AlteraはITバブルを切り抜け全盛期へ、時代を先取りしたArmコア+FPGAの製品も:プログラマブルロジック本紀(13)(1/3 ページ)
FPGAに代表されるプログラマブルロジックICの歴史をたどる本連載。第12回は、第4回で紹介した1990年代後半以降のAlteraの続き。2000年に向けて主力製品をCPLDからFPGAに移行する中で矢継ぎ早に新製品を投入し、ITバブルも切り抜けて全盛期へと向かう。
前回に引き続き、1990年代後半以降のAlteraについて紹介する。
Raphael Architectureに基づくAPEXシリーズを発表
前回も触れたように、当時のAlteraの主力製品であるCPLD(Complex Programmable Logic Device)のラインアップは、MAX 5000からMAX 7000に移り、その後MAX 3000およびMAX 9000が追加された(逆にMAX 5000は早々にラインアップから消えた)。MAX 3000/7000/9000で、使用可能ゲート数で言えば下は600ゲートから上は1万2000ゲートまで幅広くカバーしたが、この時期のAlteraはむしろこれらのCPLD製品よりもFPGA製品の充実に力を入れていた。
1998年にはFLEXシリーズの後継向けとなるRaphael Architectureを発表する。

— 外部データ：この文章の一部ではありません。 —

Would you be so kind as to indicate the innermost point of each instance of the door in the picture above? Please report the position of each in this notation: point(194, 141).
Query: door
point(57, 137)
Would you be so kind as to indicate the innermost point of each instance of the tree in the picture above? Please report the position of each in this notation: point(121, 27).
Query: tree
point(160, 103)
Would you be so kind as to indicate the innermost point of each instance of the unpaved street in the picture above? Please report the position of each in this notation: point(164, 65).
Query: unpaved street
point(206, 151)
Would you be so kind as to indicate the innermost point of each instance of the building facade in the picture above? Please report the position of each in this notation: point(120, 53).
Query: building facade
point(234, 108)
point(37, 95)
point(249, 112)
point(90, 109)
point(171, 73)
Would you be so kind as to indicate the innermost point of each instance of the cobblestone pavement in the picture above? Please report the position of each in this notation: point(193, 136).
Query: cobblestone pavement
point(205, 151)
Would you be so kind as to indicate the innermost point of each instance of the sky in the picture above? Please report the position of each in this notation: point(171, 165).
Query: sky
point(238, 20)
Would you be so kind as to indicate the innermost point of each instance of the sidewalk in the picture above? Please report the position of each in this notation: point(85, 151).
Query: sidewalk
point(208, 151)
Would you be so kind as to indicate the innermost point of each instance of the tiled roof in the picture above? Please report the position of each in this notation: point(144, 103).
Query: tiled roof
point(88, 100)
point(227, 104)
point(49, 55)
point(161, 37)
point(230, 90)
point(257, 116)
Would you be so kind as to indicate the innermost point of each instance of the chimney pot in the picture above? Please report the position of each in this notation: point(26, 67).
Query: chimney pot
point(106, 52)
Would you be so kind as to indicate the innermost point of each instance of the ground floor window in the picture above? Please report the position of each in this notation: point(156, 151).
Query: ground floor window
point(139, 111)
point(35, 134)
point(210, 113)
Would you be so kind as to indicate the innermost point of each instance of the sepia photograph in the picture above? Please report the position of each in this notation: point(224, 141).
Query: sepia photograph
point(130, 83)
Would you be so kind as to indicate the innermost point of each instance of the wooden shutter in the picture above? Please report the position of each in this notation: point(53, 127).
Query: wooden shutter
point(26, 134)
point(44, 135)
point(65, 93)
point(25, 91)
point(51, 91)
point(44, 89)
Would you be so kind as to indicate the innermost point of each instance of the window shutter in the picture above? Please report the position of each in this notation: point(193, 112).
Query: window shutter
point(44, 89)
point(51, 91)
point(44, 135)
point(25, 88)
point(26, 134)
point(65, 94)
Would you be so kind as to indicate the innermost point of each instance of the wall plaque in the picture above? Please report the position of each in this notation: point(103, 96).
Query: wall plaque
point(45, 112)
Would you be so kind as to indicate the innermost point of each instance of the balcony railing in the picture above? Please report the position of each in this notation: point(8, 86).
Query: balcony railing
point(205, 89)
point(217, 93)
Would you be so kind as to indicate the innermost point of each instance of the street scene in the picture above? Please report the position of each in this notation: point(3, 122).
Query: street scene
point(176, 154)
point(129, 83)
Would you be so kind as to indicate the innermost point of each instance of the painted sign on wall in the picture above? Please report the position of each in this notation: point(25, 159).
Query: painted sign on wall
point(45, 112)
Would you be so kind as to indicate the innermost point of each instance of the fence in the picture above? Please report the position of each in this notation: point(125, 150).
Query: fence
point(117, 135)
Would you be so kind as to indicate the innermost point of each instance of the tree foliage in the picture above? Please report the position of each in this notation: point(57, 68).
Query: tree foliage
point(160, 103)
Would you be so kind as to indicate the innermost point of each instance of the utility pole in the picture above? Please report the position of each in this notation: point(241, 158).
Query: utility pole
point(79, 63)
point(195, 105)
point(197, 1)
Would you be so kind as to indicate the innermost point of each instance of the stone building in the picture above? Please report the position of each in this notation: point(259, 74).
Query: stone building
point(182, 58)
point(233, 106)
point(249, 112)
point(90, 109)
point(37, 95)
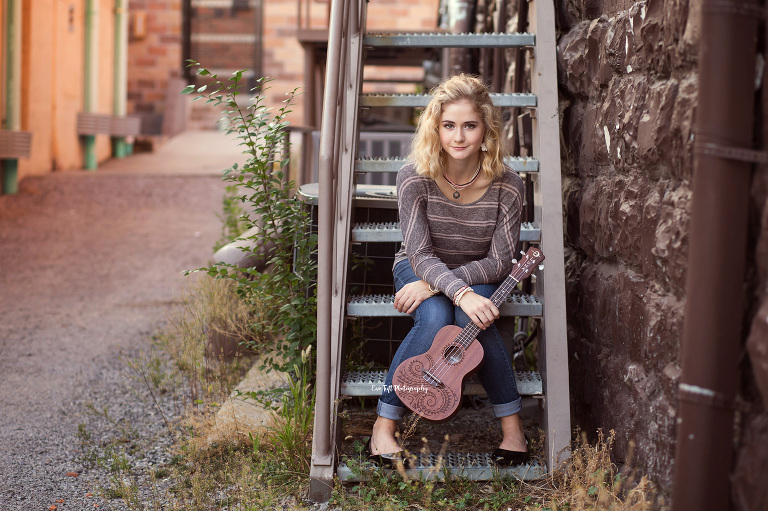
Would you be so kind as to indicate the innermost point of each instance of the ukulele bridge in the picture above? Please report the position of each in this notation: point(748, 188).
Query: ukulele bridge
point(432, 379)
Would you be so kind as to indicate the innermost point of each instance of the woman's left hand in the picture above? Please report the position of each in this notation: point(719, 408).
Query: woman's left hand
point(411, 295)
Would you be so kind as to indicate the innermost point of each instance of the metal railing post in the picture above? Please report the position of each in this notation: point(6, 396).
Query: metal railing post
point(321, 472)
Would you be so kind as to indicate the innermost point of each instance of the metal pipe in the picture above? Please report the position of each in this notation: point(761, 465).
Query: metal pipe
point(120, 82)
point(322, 454)
point(716, 255)
point(91, 79)
point(186, 39)
point(12, 120)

FLEXシリーズが最大25万ゲート程度までを想定していたのに対し、Raphael Architectureでは最大200万ゲートまで可能とされており(図1)、1998年の発表では以下のような特徴が報じられた。
- 0.25μm/5層メタルのプロセスで製造を開始。0.18μm/6層メタルを経て0.15μm/7層メタルに移行予定
- 最大100MHzでの駆動
- 4次元の階層配線構造
- PLLを強化
このRaphael Architectureに基づく最初の製品がAPEXシリーズであり、最初のAPEX 20Kシリーズは1999年第1四半期に出荷を開始したと報じられている。このAPEX 20K、最終的なラインアップは図2のような感じで、LE(ロジックエレメント)数で言えば1200〜5万1840と43倍以上のスケーラビリティを提供するものになった。
そんなAPEX 20Kシリーズのラフな構成がこちら(図3)。基本はLUTというかLEとDSPのブロック、Product-Termのブロック、それとメモリが1つの塊を形成し、その周囲をFastTrack Interconnectという高速なバスでつなぐ形になっている。また周囲にはIOE(I/O Element)と呼ばれるブロックが配され、ここが入出力を担う格好だ。
もう少しブレークダウンすると、基本になるのはLEであり、4入力LUTを核に構成される(図4)。
このLEを複数個まとめたのがLAB(Logic Array Block)というのもFLEX 8000シリーズと同じだ(図5)。
ただAPEX 20KではこのLABと間に挟まるLocal InterconnectをつなげてMegaLABという構造を取れるようになっている点が異なる(図6)。
またこのAPEX 20Kに併せて発表されたのが、第4世代の開発ツールであるQuartusである。現在提供されているQuartusとは大分中身が違うというか、この後大分中身が変わっていったのだが、Quartusの名前はこの時に登場したわけだ。